Sophie Scholl: The Final Days

Saw this last week at the Bloor Cinema, and it's fantastic. Tells the story of Sophie Scholl and her brother, who were tried and executed for the heinous crime of handing out anti-Nazi pamphlets at Munich University. Oh yeah, it was 1943. The movie is excellently written, and there are times that are eerie - like the Bill O'Reilly-esque judge who condemns the Scholls to death. But the movie does tend to leave me with a feeling of impotence. After all, the Scholls believed that they could spark a revolution that would bring the Nazis down before the war turned in to a disaster for Germany. Of course, that didn't happen. I don't know if it was the director's intention, but the movie does highlight a number of small acts of rebellion by Nazi functionaries, whether they be prison guards or whatnot. I was left with the feeling that the Scholls were really no more effective than the guard who gave them a smoke before their execution.

Oh, and I'm reading The Car that Could about the EV1, with Dresden: Tuesday February 13, 1945 on deck. Which leads to interesting conversations with my girlfriend like this:

Me: I'm loving this book, but it makes me so angry I want to shoot someone in the face.

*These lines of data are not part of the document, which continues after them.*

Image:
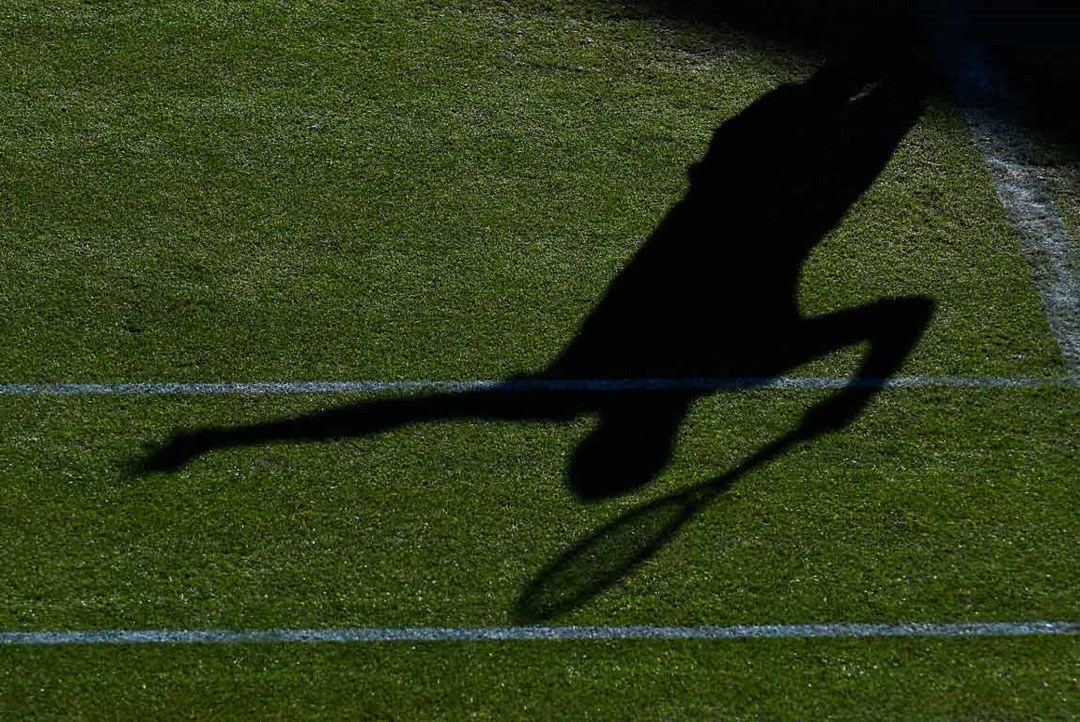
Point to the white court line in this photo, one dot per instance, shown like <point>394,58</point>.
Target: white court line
<point>990,112</point>
<point>783,383</point>
<point>842,630</point>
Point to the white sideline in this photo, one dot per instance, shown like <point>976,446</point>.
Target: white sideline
<point>840,630</point>
<point>999,137</point>
<point>782,383</point>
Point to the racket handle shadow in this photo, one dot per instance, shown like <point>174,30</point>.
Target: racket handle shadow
<point>602,559</point>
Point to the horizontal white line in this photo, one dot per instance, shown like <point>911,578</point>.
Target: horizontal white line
<point>797,383</point>
<point>552,634</point>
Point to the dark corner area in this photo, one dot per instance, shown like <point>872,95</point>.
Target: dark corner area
<point>1034,45</point>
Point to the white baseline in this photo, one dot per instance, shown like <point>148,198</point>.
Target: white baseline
<point>841,630</point>
<point>368,386</point>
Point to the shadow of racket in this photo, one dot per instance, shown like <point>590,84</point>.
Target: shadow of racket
<point>602,559</point>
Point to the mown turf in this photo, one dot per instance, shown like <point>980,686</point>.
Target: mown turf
<point>443,190</point>
<point>984,679</point>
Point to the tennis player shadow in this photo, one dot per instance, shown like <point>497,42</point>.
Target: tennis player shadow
<point>709,303</point>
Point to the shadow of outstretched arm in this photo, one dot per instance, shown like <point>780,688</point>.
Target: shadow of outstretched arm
<point>510,402</point>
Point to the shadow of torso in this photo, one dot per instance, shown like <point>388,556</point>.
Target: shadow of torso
<point>713,293</point>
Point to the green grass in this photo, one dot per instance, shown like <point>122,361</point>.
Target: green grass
<point>443,190</point>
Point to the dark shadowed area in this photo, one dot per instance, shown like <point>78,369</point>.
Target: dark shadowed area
<point>1034,45</point>
<point>712,294</point>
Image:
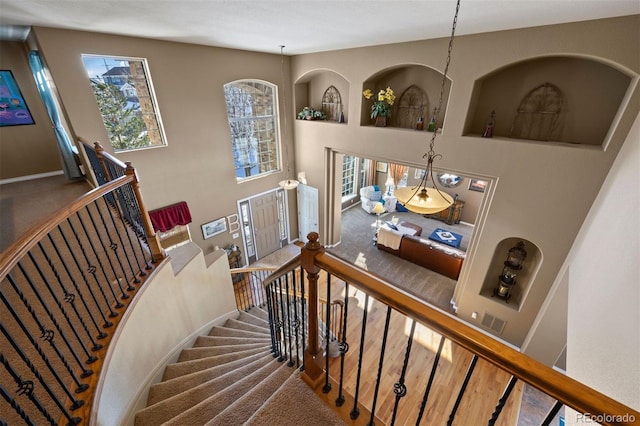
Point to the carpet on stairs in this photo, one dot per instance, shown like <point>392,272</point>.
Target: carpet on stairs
<point>231,377</point>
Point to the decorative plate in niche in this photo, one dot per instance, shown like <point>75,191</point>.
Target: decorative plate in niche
<point>449,180</point>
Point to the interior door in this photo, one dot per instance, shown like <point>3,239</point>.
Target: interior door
<point>266,228</point>
<point>307,211</point>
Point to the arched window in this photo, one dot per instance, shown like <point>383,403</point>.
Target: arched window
<point>252,114</point>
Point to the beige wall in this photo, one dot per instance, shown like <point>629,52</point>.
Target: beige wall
<point>540,192</point>
<point>196,166</point>
<point>26,150</point>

GF: Then read something less upsetting. [looks at next book on pile.] You know, like the firebombing of Dresden.

2 comments:

Anonymous said...

Parker Posey is an acquired taste. The point with Posey is that there is a layer of acting underneath the layer of Posey. Most other actors do it backwards.

Bob McManus

Anonymous said...

You can't possibly equate Superman Returns with X3. I cannot even begin to tell you how wrong it is to equate Brett Ratner's work with Bryan Singer's.
The short of it is: I never appreciated how good the first two X-Men movies were until I saw X3. Maybe in about 20 years, someone merciful will replace X3 with a better movie the same way Bryan Singer replaced Superman 3 with Superman Returns.